Congratulations to our friends and partners at the Endangered Archives Programme, who celebrate their tenth anniversary this month.
The Endangered Archives Programme aims “to contribute to the preservation of archival material that is in danger of destruction, neglect or physical deterioration world-wide. This is achieved principally through the award of grants in an annual competition. The grants provide funding to enable successful applicants to locate relevant endangered archival collections, to arrange their transfer to a suitable local archival home where possible, to create digital copies of the material and to deposit the copies with local institutions and the British Library.”

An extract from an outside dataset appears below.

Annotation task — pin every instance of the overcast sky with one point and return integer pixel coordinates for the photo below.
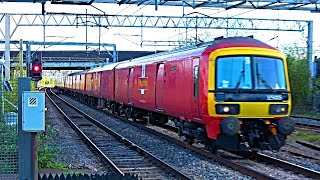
(130, 38)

Their recent work has covered subjects ranging from the minority press in Ottoman Turkish in Bulgaria, through the archival heritage of Montserrat and the Archive of the Music Museum of Nepal, to endangered Cham manuscripts in Vietnam. Their activities at the Al-Aqsa Mosque Library in East Jerusalem, and in Mali, for example, have been courageous as well as culturally significant.
Their work and their ideals are clearly very close to the concerns of SLA and the Diasporic Literary Archives Network relating to papers of dissident authors, and “archives at risk” more generally. This is part of their policy statement: “The original archival material will not leave the country of origin except in exceptional cases when it is required to do so temporarily for specific conservation or copying purposes. Even then, this will only be permissible with the written approval from the relevant governmental authority and the material will be returned to the country of origin once the reason for its temporary removal has been fulfilled. At least two surrogate sets of all material copied are made – one to be deposited at the British Library and the other to remain in the country of origin at the designated archival partner institution to facilitate access by local researchers.”